Un grand nombre des nouveaux avait craqué et n'a pas pu terminer tous les exercices. Cependant, pour terminer la journée, le tour de la ville par les remparts fut imposé à tous. Haru avait tenu bon toutes les épreuves malgré ses blessures, notamment grâce à son sens de l'observation qui lui permettait de comprendre en observant ses aînés comment passer les épreuves sans s'user outre mesure. Il laissa cependant s'échapper un long soupir de soulagement lorsqu'il apprit qu'il s'agissait de la dernière épreuve, et qu'aucun timing n'était imposé. Cependant, Kennec refroidit sa joie en le prévenant qu'arriver trop tard signifie manger froid, et qu'arriver après un certain délai pouvait valoir une nuit à la belle étoile, redoutablement froide du fait de l'altitude de la cité. Ceux qui prenaient l'habitude d'arriver à ce stade devenaient souvent gardes de nuit par la suite. Leur manque d'endurance les rendait préférables à des postes statiques et leur habitude au froid, plus endurcis pour mieux résister aux froides nuits aériennes. Ces gardes là, Kennec les plaignait. En plus de vivre en contre-temps de toute la cité, ils étaient les gardes les plus isolés; vivant en solitaire tandis que les autres gardes remplissaient toute sorte de tâche à l'intérieur d'une dense citée en effervescence.
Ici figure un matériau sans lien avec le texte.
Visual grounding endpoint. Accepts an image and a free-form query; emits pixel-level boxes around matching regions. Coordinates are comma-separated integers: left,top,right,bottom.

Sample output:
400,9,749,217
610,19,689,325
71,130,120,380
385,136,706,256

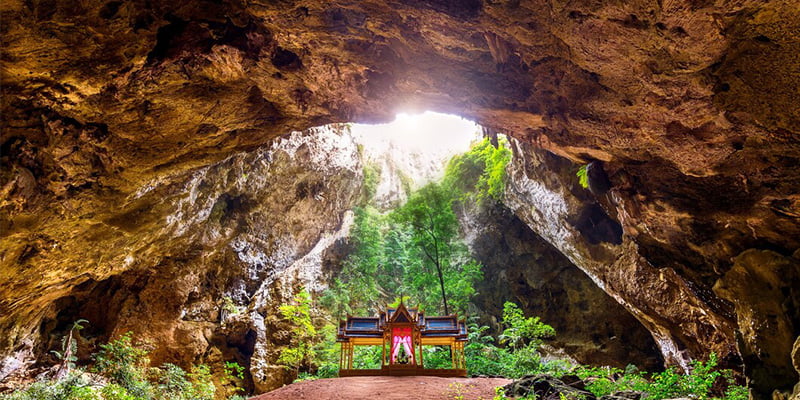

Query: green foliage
361,163,381,205
575,164,589,189
222,361,244,380
390,183,482,314
0,371,101,400
464,302,555,378
50,319,89,368
222,296,240,315
94,332,151,398
445,138,511,205
278,289,318,368
500,301,556,349
5,333,222,400
573,353,748,400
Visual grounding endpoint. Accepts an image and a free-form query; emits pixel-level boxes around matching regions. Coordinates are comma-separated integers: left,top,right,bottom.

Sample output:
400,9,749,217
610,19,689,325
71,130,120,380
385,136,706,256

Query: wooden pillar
347,344,355,369
339,342,347,371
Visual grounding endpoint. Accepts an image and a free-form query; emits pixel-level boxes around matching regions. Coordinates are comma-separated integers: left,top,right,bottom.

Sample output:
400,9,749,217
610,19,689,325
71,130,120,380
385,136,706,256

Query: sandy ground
251,376,511,400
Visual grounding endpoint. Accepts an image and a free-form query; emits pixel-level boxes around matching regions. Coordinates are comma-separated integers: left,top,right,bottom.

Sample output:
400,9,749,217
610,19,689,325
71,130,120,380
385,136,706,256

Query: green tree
444,138,511,202
278,289,318,368
392,183,482,314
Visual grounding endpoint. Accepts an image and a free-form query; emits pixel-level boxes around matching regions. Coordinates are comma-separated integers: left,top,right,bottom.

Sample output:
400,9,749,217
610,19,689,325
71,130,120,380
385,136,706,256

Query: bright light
352,111,480,158
350,111,481,195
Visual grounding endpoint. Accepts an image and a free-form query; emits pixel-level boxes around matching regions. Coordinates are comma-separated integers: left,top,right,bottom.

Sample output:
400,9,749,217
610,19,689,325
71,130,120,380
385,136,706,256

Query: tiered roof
337,303,467,342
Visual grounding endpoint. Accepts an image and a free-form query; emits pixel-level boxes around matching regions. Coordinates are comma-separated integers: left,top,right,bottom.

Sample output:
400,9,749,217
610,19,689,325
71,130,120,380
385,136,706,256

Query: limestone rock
0,0,800,397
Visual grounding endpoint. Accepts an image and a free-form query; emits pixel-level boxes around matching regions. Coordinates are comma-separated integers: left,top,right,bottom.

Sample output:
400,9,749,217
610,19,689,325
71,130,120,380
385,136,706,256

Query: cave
0,0,800,399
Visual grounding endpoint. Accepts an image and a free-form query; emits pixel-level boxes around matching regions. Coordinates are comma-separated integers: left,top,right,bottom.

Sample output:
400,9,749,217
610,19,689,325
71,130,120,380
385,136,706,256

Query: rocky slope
0,0,800,397
0,129,361,391
459,203,664,371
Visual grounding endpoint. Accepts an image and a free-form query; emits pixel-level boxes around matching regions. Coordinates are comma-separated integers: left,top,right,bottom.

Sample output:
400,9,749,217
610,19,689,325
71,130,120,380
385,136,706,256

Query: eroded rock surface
0,0,800,396
3,129,361,391
460,203,664,371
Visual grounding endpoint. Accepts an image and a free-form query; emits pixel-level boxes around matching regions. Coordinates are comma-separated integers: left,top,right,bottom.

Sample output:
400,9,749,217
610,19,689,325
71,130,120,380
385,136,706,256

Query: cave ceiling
0,0,800,394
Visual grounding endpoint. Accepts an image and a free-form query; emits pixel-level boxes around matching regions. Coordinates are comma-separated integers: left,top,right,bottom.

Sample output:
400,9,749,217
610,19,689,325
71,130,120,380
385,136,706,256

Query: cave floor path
251,376,511,400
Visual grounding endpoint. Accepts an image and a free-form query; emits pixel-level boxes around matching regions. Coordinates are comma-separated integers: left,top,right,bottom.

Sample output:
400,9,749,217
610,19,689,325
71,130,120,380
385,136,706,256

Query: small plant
94,332,151,398
222,296,240,319
51,319,89,380
222,361,244,393
447,382,473,400
575,164,589,189
223,361,244,379
278,289,317,368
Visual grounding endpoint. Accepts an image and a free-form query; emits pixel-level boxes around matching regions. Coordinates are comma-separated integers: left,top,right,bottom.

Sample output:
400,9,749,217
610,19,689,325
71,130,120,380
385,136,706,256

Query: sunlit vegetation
294,139,747,400
0,333,244,400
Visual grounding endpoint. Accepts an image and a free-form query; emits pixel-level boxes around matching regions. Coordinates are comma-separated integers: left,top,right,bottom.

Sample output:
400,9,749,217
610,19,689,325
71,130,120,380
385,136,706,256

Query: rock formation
0,0,800,397
460,203,664,371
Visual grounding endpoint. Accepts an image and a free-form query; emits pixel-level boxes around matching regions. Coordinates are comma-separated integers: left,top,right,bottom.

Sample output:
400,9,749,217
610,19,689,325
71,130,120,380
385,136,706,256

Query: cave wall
459,202,664,371
0,128,362,391
0,0,800,397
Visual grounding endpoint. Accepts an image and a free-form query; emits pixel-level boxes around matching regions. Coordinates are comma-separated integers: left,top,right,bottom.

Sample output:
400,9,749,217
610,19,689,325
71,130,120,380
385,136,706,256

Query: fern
575,164,589,189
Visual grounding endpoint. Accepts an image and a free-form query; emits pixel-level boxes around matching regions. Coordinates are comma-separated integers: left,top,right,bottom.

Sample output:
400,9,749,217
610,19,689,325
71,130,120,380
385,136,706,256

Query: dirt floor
251,376,511,400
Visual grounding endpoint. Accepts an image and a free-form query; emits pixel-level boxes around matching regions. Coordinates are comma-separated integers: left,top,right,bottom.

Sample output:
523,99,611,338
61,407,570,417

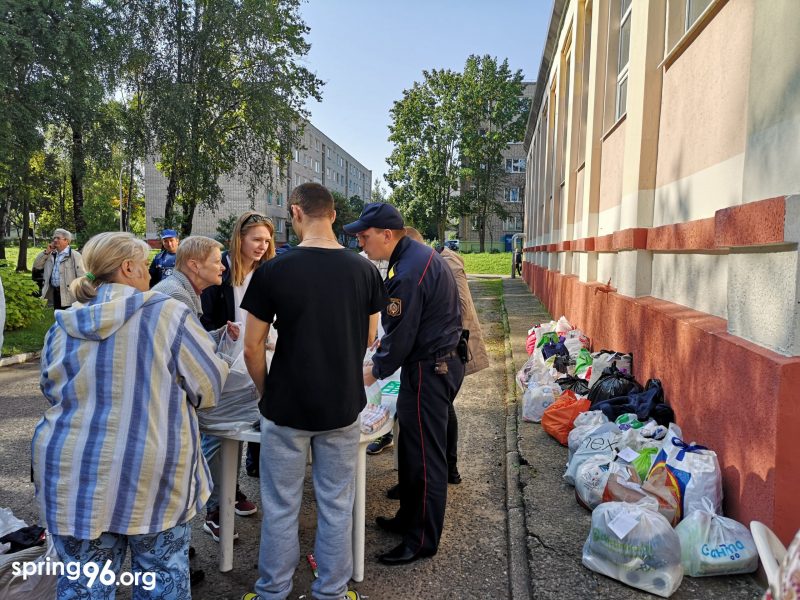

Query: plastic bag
647,434,722,521
583,501,683,598
567,410,608,462
589,364,642,406
564,423,622,485
589,350,633,387
522,383,561,423
556,375,589,396
675,500,758,577
542,390,589,446
575,456,635,510
0,530,60,600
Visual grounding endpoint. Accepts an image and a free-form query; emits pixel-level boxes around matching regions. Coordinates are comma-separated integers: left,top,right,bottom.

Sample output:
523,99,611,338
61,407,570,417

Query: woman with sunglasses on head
200,211,275,542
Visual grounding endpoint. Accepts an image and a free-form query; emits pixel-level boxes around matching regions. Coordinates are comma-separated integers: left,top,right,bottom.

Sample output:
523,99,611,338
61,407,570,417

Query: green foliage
0,261,46,331
461,252,511,275
214,215,239,247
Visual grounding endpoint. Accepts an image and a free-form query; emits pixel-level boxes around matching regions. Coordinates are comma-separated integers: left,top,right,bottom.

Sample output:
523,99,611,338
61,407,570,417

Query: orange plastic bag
542,390,591,446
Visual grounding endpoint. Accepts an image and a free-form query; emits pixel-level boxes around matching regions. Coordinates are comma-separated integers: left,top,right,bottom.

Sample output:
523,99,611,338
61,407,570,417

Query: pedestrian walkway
503,279,762,600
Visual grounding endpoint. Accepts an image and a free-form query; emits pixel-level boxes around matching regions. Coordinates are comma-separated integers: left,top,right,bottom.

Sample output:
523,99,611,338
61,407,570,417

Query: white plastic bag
564,423,622,485
567,410,608,462
675,499,758,577
583,499,683,598
0,533,59,600
522,383,561,423
647,432,722,520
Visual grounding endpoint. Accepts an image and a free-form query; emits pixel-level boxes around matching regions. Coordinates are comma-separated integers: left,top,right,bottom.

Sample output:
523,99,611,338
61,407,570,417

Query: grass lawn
461,252,511,275
2,308,53,356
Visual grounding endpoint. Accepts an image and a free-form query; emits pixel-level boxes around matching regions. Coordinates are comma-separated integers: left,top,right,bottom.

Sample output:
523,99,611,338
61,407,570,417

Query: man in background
33,229,86,310
150,229,179,289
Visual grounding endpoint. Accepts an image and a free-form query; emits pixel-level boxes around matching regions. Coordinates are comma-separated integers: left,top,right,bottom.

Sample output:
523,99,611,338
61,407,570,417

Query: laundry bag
583,500,683,598
675,499,758,577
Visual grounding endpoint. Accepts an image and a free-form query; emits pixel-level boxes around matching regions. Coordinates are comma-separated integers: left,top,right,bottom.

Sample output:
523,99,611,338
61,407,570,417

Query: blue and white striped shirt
32,284,228,539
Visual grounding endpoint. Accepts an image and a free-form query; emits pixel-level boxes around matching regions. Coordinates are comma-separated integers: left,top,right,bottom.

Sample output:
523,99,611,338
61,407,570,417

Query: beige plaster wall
597,121,625,235
656,0,756,190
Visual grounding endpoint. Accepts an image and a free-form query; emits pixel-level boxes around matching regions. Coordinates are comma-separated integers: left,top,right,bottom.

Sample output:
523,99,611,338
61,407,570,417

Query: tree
386,70,462,246
127,0,322,236
459,55,529,252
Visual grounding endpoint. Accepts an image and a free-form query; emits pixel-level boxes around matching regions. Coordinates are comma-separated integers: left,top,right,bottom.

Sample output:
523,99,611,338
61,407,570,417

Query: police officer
150,229,178,288
344,202,466,565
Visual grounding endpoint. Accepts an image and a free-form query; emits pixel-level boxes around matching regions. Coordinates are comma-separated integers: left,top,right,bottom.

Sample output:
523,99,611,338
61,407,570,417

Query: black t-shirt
242,247,387,431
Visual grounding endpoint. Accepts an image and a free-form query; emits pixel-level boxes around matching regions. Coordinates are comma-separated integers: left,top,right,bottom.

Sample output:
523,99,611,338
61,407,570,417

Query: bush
0,261,47,331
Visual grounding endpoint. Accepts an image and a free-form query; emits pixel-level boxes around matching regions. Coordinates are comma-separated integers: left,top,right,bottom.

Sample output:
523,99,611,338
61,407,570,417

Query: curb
0,352,41,367
500,292,531,600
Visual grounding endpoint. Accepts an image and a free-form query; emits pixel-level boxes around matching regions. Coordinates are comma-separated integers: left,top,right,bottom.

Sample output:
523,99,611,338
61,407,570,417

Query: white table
212,380,399,582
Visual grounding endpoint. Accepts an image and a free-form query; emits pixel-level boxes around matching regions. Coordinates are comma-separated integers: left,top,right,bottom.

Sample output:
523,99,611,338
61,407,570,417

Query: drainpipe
511,233,525,279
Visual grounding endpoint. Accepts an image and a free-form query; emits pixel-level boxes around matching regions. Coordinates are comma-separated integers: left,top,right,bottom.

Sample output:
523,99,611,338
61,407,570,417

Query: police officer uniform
345,203,464,564
150,229,178,288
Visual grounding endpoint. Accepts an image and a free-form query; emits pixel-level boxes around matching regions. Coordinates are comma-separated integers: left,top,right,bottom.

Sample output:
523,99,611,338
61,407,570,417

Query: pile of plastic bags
517,317,758,598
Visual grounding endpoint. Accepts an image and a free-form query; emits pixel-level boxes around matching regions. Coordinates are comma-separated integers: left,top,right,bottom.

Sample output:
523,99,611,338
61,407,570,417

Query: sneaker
234,490,258,517
367,433,394,454
203,510,239,543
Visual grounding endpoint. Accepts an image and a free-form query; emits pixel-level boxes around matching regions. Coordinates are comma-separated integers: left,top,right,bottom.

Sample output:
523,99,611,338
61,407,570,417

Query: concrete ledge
0,352,41,367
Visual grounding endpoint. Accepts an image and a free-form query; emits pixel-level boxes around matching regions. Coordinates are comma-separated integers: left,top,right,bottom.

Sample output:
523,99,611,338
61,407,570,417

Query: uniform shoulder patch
386,298,403,317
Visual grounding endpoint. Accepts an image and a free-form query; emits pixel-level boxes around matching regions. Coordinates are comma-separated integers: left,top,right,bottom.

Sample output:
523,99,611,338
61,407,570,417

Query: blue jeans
52,523,192,600
255,419,361,600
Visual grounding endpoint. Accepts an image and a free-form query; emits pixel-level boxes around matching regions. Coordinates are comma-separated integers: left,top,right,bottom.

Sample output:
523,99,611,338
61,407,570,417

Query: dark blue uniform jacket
372,237,461,379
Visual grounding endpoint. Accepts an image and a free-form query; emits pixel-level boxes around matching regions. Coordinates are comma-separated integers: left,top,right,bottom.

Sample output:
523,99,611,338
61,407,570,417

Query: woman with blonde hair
201,211,275,542
32,232,228,599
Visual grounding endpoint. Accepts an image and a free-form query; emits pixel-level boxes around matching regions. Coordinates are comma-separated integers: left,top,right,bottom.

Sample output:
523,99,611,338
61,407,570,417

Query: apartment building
523,0,800,542
144,122,372,245
457,82,536,252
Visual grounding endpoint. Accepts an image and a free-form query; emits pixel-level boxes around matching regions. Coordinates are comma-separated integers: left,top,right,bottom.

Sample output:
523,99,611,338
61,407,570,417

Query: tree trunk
17,193,30,271
0,189,11,259
164,161,178,226
70,122,86,242
181,200,197,238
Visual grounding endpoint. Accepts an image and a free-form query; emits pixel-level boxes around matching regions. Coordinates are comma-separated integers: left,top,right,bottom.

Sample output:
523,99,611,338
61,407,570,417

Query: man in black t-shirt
242,183,387,598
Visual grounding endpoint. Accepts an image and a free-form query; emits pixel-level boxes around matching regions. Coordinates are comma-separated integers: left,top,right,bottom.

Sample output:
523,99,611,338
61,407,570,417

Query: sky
300,0,552,189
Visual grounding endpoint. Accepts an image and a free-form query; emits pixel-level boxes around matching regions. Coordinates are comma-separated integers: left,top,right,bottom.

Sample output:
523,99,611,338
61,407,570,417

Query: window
503,215,522,231
503,187,519,202
506,158,525,173
614,0,632,119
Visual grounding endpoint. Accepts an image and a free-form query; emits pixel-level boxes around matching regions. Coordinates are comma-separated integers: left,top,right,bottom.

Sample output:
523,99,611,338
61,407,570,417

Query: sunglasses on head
242,213,272,227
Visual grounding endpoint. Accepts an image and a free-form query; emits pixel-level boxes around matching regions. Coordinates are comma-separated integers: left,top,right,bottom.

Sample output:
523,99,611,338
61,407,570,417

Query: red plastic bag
542,390,591,446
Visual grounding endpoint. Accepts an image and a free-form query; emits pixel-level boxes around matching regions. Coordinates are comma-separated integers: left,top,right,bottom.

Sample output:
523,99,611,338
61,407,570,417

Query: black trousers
397,357,464,553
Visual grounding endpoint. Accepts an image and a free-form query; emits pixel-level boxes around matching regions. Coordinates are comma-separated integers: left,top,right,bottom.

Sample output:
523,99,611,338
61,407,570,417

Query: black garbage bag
556,372,589,396
589,363,642,410
592,379,675,427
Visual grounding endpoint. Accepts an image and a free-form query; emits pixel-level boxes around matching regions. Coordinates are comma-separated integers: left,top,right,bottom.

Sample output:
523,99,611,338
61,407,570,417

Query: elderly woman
153,235,258,542
32,233,228,599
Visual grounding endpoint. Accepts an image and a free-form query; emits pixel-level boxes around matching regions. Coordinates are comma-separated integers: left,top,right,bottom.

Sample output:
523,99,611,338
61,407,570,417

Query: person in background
242,183,386,600
150,229,178,288
33,229,86,310
344,202,466,565
200,211,275,520
32,232,228,600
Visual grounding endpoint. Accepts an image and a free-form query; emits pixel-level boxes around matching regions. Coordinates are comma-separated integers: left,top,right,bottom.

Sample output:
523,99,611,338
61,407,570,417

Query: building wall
144,122,372,244
524,0,800,541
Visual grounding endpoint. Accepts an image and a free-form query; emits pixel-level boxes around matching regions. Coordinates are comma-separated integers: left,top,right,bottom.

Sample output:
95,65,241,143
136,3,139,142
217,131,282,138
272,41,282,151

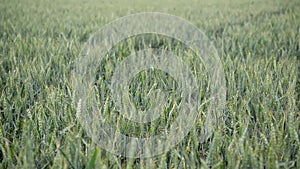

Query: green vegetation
0,0,300,168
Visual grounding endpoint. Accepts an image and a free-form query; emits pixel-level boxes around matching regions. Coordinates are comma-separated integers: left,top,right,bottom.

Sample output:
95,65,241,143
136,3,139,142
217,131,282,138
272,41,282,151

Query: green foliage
0,0,300,168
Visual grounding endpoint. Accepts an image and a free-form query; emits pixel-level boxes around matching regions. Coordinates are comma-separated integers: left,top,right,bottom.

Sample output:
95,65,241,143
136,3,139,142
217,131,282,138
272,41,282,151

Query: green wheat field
0,0,300,169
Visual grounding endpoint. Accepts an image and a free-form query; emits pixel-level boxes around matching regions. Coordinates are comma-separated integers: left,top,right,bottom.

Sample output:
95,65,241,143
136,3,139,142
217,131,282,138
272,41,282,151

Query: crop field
0,0,300,169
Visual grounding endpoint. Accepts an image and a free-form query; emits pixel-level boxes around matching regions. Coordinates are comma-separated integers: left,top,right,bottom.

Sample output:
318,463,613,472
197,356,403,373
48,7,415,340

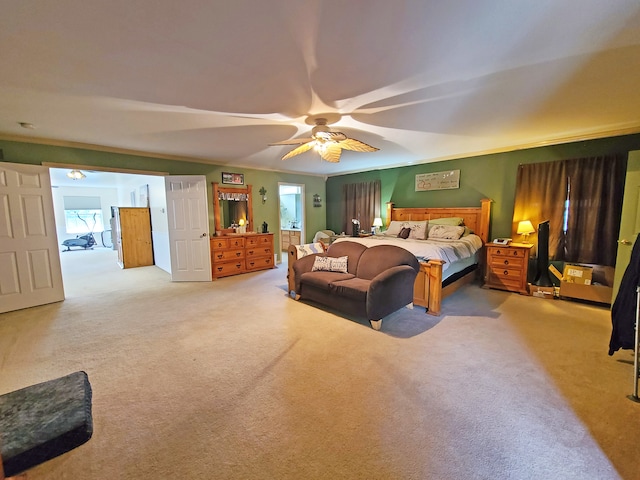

Jean ne put alors s'empêcher de penser à Timon, dont son ami Thibault était proche. Il se demanda alors si lui aussi souffrait de solitude. Mais penser à Timon le faisait penser à Thibault, puis aux autres.. et c'est soudain Haru qui se sentit seul. Il tâcha donc de se concentrer sur son souffle, gardant un rythme régulier qui devrait lui permettre de rejoindre la caserne avant la fermeture du dortoir.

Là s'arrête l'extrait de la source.